November 30, 2010
Treaties, Credit Taking and our So-Called Democratic Culture
Robert Knudsen, White House/John F. Kennedy Library
The above photograph is nearly fifty years old and I doubt very many people have ever seen it before—or can identify the event that it marks. I couldn’t (until I discovered it in a recent slide show at The Big Picture.) Nevertheless, it is interesting for several reasons.
For one, it is a reminder of how homogenous the press corp was as recently as the mid-1960s. Situated in the White House Treaty Room, it is possible Helen Thomas can be found somewhere in the vicinity, but she certainly isn’t in this photograph which is not only lily white, but masculine to the core. For another thing, notice the flood lights that are illuminating the table and the document, a reminder that photo-ops have long been part of the political process. Perhaps most interesting, however, is that apart from the journalists, there are no obvious political agents here. If we can assume this event marks the signing of a treaty, there is no direct evidence of who might have engineered or negotiated it or who might take credit for it. The painting of presidents looking down upon the scene would seem to suggest that whatever victory is to be claimed here inheres not in an individual, but in the presidency as a democratic institution. It is hard to imagine such a photograph being taken today.
If you haven’t figured it out by now, the photographers are huddled around the Nuclear Test Ban Treaty, signed by President Kennedy on October 7, 1963. It was an incredibly important historical event given that concerns about above ground nuclear testing had been on the international public agenda since the middle of the Eisenhower administration in 1955. But no less important are contemporary efforts to manage nuclear arms through START, a treaty that as recently as September 16th was endorsed by four Republican members of the Senate Foreign Relations Committee, as well as a number of Republican national security stalwarts, including Henry Kissinger, James Baker, and George Schultz. Even Pat Buchanan notes that the Presidents he worked for—Nixon and Reagan—would have supported it. As of this morning, however, it appears that only one Republican Senator—Richard Lugar of Indiana—supports the treaty, while congressional Republican leadership in general seems determined to deny any and all initiatives by the administration, notwithstanding any value they might have for national security or the movement towards a nuclear free world.

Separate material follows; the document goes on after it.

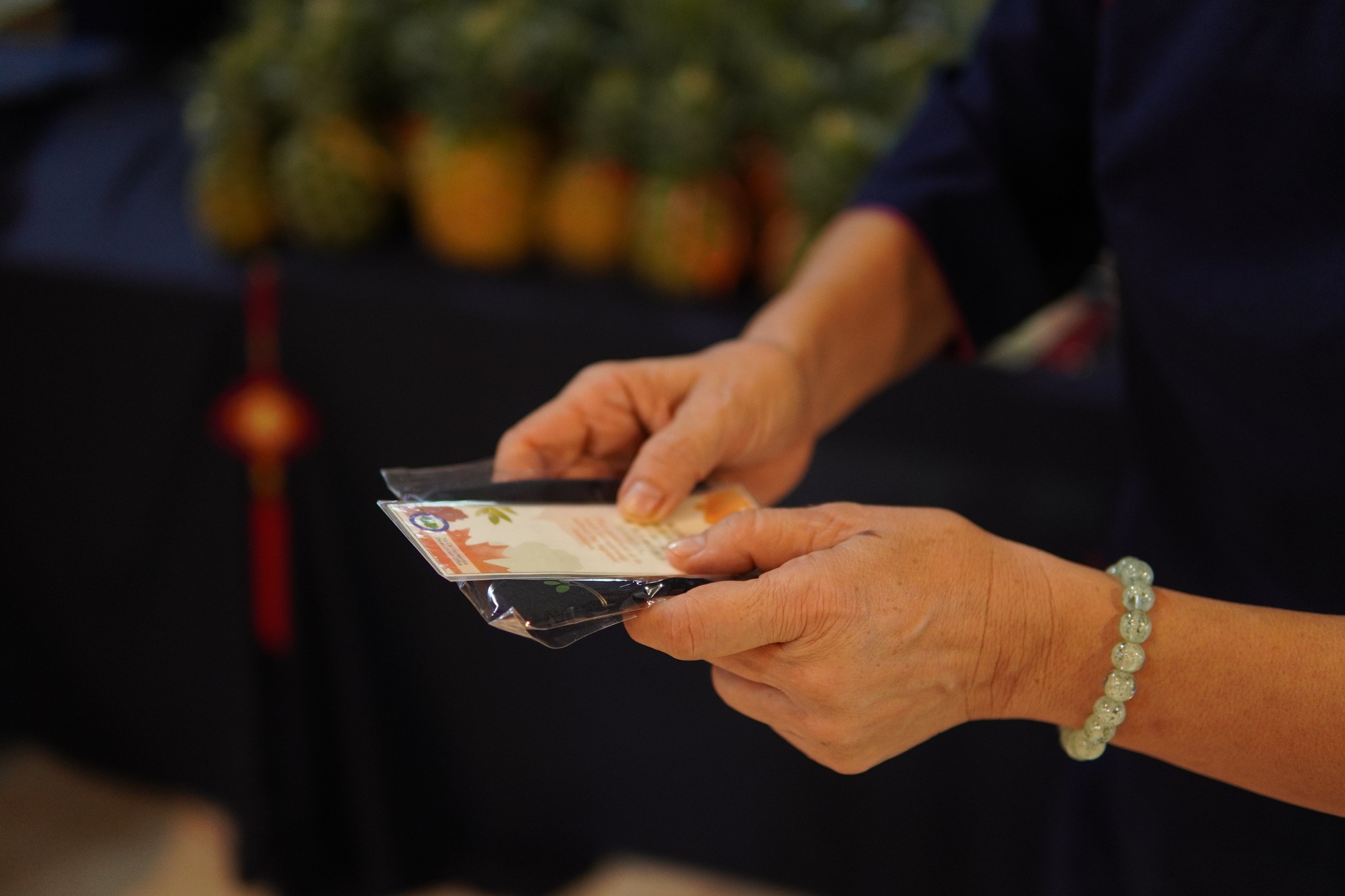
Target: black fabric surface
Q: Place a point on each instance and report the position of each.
(404, 740)
(1200, 142)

What does seem clear is that once a treaty is signed—as it seems inevitable that some treaty will be signed whether in the lame duck session of Congress or once Republicans take control of the House in the new year, we are unlikely to see a photograph in which the Treaty itself is seen as more important than those who brought it into being. And for future generations looking back on the politics of this time, that too will offer interesting evidence of the state of our so-called democratic culture.